Isto é, elas estavam tão desconfortáveis
que nenhuma delas conseguia assistir aquilo que tinham concordado em
filmar. E ainda assim, cada uma delas negou sua reação e culpou as
outras por “não olharem” para as fotos de sexo. Eu fui embora pensando –
se mulheres e garotas estão sendo expostas a essas imagens mundo afora,
um número significativo de mulheres e garotas, também e
necessariamente, estarão negando emoções e aversões bastante reais.
Essas imagens poderiam causar uma devastação nas delicadas relações entre marido e mulher, pensei.
Uma vez que eu tinha filhas e queria
vê-las felizes e casadas com homens bem ajustados, decidi que eu deveria
examinar melhor o assunto. O ano era 1976. Ainda sem ter nenhuma noção
do papel de Alfred Kinsey na pornografia, nem mesmo o quão exatamente a
pornografia “hard” e “soft” se relacionavam com o abuso sexual de
crianças, eu não tinha a menor idéia de que eu descobriria o quão grave é
esse problema ou de quão profundamente eu me envolveria na tentativa de
resolvê-lo.
Todavia, eu já era capaz de ver as provas
de como a aceitação cultural da visão pornográfica do sexo estava
aumentando as taxas de divórcio e os distúrbios sexuais.

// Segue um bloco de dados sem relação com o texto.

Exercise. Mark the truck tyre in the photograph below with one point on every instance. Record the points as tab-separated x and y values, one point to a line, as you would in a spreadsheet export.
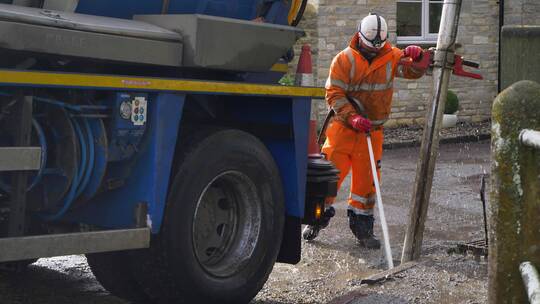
113	272
223	224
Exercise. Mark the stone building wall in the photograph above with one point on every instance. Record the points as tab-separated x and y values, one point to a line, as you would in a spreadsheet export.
331	23
521	12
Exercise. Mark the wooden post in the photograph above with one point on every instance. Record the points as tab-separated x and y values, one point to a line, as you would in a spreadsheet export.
430	142
515	192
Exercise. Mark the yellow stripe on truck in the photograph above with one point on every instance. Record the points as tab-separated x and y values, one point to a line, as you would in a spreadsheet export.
9	77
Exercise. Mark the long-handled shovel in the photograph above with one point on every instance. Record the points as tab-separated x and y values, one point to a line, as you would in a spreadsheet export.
386	237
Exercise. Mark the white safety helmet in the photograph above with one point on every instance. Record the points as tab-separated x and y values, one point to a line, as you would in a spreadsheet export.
373	31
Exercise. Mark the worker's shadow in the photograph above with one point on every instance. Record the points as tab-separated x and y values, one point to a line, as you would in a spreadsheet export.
41	285
373	258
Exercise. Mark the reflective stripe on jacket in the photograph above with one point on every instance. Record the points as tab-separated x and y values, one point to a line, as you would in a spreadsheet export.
370	86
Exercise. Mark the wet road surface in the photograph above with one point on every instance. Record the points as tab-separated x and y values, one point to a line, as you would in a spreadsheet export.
332	265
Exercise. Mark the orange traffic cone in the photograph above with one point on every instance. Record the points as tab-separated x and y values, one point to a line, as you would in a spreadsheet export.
304	78
304	71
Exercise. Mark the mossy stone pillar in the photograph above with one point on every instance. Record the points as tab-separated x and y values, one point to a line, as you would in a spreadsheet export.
515	201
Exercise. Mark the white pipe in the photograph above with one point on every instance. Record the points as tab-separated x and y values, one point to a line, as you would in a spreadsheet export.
386	237
530	138
531	281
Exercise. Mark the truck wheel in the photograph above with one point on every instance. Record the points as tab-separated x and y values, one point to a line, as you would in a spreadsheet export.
223	225
113	272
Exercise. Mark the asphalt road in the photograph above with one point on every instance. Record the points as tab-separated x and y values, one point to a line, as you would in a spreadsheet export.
333	265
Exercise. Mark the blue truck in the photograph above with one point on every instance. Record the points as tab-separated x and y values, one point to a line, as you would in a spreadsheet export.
153	137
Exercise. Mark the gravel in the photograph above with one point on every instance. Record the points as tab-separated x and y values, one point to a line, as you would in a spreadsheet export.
462	132
333	265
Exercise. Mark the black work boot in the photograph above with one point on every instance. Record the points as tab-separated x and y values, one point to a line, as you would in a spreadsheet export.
362	227
312	231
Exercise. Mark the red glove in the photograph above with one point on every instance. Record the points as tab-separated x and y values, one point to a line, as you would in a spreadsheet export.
360	123
414	52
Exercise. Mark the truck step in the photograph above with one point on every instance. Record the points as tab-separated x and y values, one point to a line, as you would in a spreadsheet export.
33	247
20	158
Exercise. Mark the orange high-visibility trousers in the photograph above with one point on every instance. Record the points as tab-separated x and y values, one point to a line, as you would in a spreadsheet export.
346	149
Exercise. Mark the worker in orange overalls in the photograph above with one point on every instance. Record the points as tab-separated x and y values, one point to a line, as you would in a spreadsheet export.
362	74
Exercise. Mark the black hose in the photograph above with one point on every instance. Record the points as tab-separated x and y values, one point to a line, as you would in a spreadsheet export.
300	13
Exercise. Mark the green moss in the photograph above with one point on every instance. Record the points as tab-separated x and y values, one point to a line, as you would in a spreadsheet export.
452	103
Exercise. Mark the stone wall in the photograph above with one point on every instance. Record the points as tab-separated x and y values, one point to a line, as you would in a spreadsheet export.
521	12
337	20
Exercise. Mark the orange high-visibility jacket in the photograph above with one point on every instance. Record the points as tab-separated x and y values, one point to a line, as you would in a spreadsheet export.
370	86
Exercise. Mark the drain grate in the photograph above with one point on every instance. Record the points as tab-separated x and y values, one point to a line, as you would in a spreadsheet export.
477	248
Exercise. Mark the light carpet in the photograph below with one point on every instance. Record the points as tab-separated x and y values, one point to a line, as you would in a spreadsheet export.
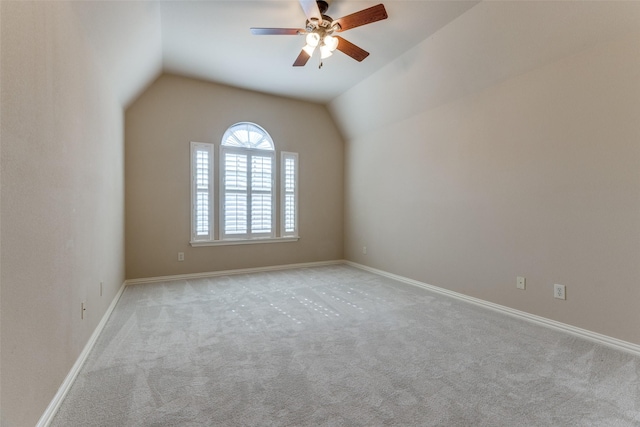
338	346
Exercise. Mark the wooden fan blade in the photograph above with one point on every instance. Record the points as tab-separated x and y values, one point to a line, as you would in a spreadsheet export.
302	59
277	31
350	49
311	9
365	16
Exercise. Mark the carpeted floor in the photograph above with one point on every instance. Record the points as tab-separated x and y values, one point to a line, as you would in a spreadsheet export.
338	346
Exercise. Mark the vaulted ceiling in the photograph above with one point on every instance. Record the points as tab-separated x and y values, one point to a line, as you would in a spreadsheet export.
137	40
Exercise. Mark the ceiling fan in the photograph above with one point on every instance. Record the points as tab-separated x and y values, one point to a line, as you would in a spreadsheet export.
320	30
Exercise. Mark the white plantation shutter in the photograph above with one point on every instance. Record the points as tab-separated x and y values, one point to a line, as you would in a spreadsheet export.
235	193
247	153
201	191
289	194
261	194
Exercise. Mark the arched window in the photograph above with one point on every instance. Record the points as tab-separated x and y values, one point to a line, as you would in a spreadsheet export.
247	197
247	192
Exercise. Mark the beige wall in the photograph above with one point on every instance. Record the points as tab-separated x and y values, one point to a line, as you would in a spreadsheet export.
538	176
62	202
158	129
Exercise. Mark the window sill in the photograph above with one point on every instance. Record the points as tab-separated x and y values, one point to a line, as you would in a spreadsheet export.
230	242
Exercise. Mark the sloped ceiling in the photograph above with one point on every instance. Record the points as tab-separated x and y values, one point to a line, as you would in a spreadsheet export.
485	42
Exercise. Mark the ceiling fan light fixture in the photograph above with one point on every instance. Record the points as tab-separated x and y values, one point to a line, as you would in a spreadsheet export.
309	49
325	51
331	42
313	39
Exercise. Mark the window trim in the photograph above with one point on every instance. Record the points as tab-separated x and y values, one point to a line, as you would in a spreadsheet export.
216	182
249	152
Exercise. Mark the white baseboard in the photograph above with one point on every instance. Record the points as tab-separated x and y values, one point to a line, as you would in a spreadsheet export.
583	333
55	403
53	407
230	272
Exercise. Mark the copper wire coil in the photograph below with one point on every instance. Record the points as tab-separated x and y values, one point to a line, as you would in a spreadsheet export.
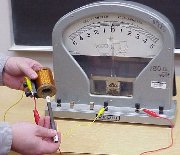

Tradução: Henrique Paul Dmyterko
Tradução: Henrique Paul Dmyterko
NT[1]: Comédia de TV (1957-63), voltada para a família, cujo personagem título, Theodore “Beaver” Cleaver, era um garoto bastante inquisitivo, mas também frequentemente ingênuo.
NT[2]:
Desde 1871, é o principal porta-voz do governo americano em assuntos
relativos à saúde pública. É sempre um oficial de alta patente da
marinha americana e é o chefe do Office of the Surgeon General (OSG).